Convicted individuals or family members representing a deceased relative can go through a free application process to have their offences of anal intercourse, buggery, and gross indecency destroyed from their records. These acts between adults of the age of consent were decriminalized in 1969.
The move is part of the government’s continuing effort to righting historical discrimination faced by LGBTQ2 Canadians.
“Discrimination and harassment are unacceptable and cannot be tolerated. All Canadians, regardless of sexual orientation, gender identity and expression must be able to live their lives free from stigma, violence, discrimination and prejudice,” said Ralph Goodale, Minister of Public Safety and Emergency Preparedness, in a statement.
“It is gravely unjust that there was a time in this country when you could be charged, prosecuted and criminally convicted simply because of your sexual orientation. But many LGBTQ2 Canadians suffered these injustices and for them, the pain, trauma and fear have been all too real for a very long time. Such discrimination has no place in Canada and we have a responsibility to recognize and to rectify this historic injustice.”

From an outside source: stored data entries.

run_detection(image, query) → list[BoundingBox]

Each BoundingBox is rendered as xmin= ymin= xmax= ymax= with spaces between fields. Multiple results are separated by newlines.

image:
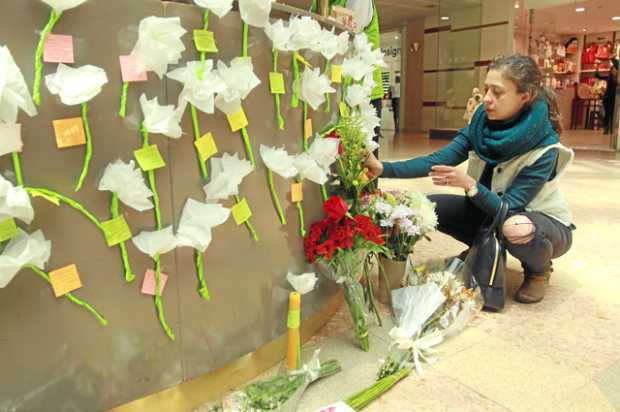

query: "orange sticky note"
xmin=227 ymin=108 xmax=249 ymax=132
xmin=331 ymin=65 xmax=342 ymax=83
xmin=49 ymin=264 xmax=83 ymax=298
xmin=53 ymin=118 xmax=86 ymax=149
xmin=44 ymin=34 xmax=74 ymax=64
xmin=232 ymin=198 xmax=252 ymax=225
xmin=304 ymin=118 xmax=313 ymax=139
xmin=119 ymin=55 xmax=148 ymax=82
xmin=291 ymin=183 xmax=303 ymax=203
xmin=141 ymin=269 xmax=169 ymax=296
xmin=194 ymin=132 xmax=218 ymax=161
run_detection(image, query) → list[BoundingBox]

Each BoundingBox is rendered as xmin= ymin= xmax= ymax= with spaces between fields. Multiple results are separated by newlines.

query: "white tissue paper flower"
xmin=40 ymin=0 xmax=88 ymax=12
xmin=167 ymin=60 xmax=226 ymax=119
xmin=98 ymin=159 xmax=154 ymax=212
xmin=215 ymin=57 xmax=261 ymax=115
xmin=293 ymin=153 xmax=328 ymax=185
xmin=300 ymin=68 xmax=335 ymax=111
xmin=176 ymin=198 xmax=230 ymax=252
xmin=129 ymin=16 xmax=186 ymax=78
xmin=287 ymin=16 xmax=323 ymax=51
xmin=45 ymin=64 xmax=108 ymax=106
xmin=204 ymin=153 xmax=254 ymax=201
xmin=317 ymin=29 xmax=349 ymax=60
xmin=0 ymin=174 xmax=34 ymax=224
xmin=358 ymin=101 xmax=380 ymax=140
xmin=193 ymin=0 xmax=233 ymax=18
xmin=132 ymin=226 xmax=178 ymax=257
xmin=0 ymin=46 xmax=37 ymax=123
xmin=345 ymin=84 xmax=372 ymax=108
xmin=308 ymin=137 xmax=340 ymax=170
xmin=0 ymin=230 xmax=51 ymax=288
xmin=265 ymin=20 xmax=293 ymax=51
xmin=287 ymin=271 xmax=318 ymax=295
xmin=139 ymin=94 xmax=182 ymax=139
xmin=238 ymin=0 xmax=273 ymax=28
xmin=259 ymin=145 xmax=298 ymax=179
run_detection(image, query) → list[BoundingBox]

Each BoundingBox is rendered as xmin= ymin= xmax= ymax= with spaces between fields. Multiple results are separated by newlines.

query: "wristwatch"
xmin=466 ymin=183 xmax=479 ymax=198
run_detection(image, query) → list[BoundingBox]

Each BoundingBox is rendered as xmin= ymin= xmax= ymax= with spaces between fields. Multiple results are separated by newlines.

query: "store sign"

The federal government says thousands of people were impacted by Canada’s anti-gay laws, and the potential holds for these records to be expunged. But critics say the new law does not cover the convictions of gay men who were charged in police raids up until the 1980s.

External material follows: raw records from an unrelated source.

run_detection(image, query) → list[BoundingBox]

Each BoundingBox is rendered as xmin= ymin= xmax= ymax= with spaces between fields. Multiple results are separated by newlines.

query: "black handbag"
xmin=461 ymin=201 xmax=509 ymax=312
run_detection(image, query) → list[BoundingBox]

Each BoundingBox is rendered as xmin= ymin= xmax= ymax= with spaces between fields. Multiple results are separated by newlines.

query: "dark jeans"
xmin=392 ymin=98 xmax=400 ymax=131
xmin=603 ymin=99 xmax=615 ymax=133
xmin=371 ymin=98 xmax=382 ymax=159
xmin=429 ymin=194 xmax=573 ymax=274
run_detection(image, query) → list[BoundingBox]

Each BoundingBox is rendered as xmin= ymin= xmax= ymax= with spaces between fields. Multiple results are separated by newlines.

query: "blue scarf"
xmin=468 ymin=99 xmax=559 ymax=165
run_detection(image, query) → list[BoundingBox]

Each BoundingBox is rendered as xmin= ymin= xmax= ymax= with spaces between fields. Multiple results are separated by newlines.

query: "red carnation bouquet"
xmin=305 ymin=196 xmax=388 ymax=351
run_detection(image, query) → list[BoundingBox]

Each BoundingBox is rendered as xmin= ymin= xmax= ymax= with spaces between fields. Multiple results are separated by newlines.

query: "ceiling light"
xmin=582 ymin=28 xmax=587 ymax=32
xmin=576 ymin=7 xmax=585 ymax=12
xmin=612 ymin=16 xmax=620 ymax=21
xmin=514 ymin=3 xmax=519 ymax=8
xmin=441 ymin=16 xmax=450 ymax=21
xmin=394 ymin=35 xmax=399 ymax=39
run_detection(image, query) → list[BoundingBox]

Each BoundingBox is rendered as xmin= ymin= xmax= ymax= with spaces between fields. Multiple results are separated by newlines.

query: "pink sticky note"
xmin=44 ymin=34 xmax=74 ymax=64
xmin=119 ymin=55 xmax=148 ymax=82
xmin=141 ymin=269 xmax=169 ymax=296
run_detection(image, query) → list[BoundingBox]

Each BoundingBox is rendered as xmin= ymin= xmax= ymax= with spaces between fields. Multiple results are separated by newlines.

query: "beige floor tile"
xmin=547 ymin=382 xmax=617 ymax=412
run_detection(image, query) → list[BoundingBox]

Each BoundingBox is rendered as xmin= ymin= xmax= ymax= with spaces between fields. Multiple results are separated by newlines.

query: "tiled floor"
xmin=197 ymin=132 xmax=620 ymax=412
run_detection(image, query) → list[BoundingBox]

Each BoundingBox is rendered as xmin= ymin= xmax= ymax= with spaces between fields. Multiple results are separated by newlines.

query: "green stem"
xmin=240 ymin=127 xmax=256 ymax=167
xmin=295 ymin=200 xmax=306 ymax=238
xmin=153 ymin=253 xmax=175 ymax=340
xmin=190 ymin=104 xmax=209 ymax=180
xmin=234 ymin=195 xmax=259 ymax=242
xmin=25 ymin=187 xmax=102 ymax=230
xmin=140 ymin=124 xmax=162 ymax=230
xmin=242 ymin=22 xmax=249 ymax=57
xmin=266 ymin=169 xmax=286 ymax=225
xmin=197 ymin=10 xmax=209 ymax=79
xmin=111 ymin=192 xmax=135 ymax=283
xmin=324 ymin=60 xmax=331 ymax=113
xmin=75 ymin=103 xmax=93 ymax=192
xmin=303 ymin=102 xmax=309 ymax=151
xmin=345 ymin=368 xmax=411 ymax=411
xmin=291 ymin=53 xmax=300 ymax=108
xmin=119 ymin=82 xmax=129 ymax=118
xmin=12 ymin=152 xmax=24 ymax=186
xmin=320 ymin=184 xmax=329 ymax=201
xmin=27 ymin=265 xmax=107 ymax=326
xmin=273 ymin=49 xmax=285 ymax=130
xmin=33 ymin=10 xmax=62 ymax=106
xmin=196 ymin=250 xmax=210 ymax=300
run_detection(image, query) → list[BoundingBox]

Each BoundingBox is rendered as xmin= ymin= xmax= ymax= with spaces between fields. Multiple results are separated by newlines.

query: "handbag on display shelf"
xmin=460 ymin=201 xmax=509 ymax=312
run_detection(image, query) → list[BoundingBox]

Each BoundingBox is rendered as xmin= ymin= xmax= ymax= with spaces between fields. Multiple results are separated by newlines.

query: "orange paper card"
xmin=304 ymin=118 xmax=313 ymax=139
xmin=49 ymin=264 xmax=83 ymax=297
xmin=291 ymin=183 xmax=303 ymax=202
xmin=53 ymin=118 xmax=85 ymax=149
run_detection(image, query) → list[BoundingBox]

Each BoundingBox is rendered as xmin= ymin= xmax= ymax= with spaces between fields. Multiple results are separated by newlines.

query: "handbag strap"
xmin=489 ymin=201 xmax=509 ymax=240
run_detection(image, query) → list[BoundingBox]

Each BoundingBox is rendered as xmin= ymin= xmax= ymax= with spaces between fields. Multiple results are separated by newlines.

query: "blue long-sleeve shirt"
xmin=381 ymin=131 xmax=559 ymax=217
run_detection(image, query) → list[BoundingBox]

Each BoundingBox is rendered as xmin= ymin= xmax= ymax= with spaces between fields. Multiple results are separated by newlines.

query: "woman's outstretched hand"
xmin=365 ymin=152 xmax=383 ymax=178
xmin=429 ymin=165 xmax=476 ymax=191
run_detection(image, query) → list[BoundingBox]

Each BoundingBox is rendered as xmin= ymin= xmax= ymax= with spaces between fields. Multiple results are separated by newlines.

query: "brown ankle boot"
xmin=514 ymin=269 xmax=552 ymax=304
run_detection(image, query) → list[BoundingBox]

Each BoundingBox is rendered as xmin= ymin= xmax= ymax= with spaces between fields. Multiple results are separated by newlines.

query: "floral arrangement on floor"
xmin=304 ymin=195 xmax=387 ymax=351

In November 2017, Trudeau issued an official apology to individuals who identify as LGBTQ2 for the discrimination suffered at the hands of past governments.
“Over our history, laws and policies enacted by the government led to the legitimization of much more than inequality – they legitimized hatred and violence, and brought shame to those targeted,” the Prime Minister said at the time.
“The state orchestrated a culture of stigma and fear around LGBTQ2 communities. And in doing so, destroyed people’s lives. The thinking of the day was that all non-heterosexual Canadians would automatically be at an increased risk of blackmail by our adversaries due to what was called ‘character weakness.’ This thinking was prejudiced and flawed. And sadly, what resulted was nothing short of a witch-hunt.”